30 yaşına geldiğinde Necip Fazıl’ın hayatında olağanüstü bir değişim yaşanır. Bu değişimin nedeni, Esseyyid Abdülhakim Arvasi Hazretleri ile tanışmasıdır. Çok etkilenir şeyhinden.
“Tam otuz yıl, saatim işlemiş ben durmuşum.
Gökyüzünden habersiz uçurtma uçurmuşum.”
Dizeleri o dönemde Necip Fazıl’ın ruh halini açıklayıcı niteliktedir. Şiirlerinde ve tiyatro eserlerinde İslami motifler daha fazla dikkat çekmeye başlar. Tohum ve Bir Adam Yaratmak isimli tiyatro eserleri sahnelenir ve geniş kitleler tarafından izlenir. Her iki oyunda da başrolü Ertuğrul Muhsin canlandırmaktadır.
38 yaşına geldiğinde Şeyhi Abdülhakim Arvasi Hazretlerinin huzurunda Neslihan Hanım’la evlenir ve bu evlilikten beş çocuğu dünyaya gelir. Hayat arkadaşı Neslihan Hanım, Necip Fazıl’a destek olur sürekli. Hatta askerdeyken yazdığı siyasi yazıları N. Kısakürek imzasıyla yayınlar. Özellikle Necip Fazıl’ın hayatında çok önemli yer teşkil eden Büyük Doğu Dergisi’nin sahibi Neslihan Hanım olarak görüldüğü için 1947 yılında hem yazar hem dergi sahibi olarak ikisi birlikte hapse girerler.

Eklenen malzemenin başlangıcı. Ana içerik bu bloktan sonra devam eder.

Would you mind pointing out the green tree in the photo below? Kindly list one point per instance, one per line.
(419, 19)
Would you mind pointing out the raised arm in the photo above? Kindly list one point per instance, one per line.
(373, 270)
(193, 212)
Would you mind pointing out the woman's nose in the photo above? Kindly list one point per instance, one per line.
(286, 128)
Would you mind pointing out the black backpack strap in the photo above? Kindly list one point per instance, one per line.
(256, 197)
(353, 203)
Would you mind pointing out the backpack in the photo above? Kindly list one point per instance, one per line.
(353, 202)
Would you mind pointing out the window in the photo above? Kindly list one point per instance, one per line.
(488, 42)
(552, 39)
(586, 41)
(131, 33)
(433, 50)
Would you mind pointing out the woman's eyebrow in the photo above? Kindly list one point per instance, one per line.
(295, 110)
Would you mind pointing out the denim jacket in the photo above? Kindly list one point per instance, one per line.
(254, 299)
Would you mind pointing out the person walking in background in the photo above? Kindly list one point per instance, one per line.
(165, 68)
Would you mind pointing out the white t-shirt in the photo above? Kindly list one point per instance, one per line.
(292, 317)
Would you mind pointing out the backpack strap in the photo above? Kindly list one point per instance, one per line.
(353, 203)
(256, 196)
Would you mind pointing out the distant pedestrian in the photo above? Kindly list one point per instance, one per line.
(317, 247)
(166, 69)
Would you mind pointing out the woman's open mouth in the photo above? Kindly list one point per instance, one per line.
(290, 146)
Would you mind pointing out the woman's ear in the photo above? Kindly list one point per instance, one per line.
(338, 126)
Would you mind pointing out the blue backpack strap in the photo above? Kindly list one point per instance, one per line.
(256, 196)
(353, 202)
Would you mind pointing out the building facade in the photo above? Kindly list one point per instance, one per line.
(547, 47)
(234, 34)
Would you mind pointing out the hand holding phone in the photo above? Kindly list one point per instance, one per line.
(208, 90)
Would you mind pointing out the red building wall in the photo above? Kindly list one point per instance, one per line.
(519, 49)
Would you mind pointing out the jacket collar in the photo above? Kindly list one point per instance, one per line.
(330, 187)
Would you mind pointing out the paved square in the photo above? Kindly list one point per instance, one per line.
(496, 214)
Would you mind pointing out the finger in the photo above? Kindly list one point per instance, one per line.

Çile Adamı, Gençliğin Üstadı
Büyük Doğu Dergisi, gençliğin büyük beğenisini kazanır ve Büyük Doğu Cemiyeti şubeleri açılmaya başlar. Artık Necip Fazıl, tam “Çile” adamı olmuştur. Bir yandan konferanslar, bir yandan şiirler, bir yandan tiyatro eserleri derken demir parmaklıklarla dost olmuştur. Artık ne zaman hapse gireceğini, ne zaman dışarıda olacağını kendisi de bilememektedir. Öyle ki, Büyük Doğu Cemiyeti’nin Kayseri Şubesi’nin açılış konuşmasını yapar, İstanbul’a döner dönmez hemen tutuklanır.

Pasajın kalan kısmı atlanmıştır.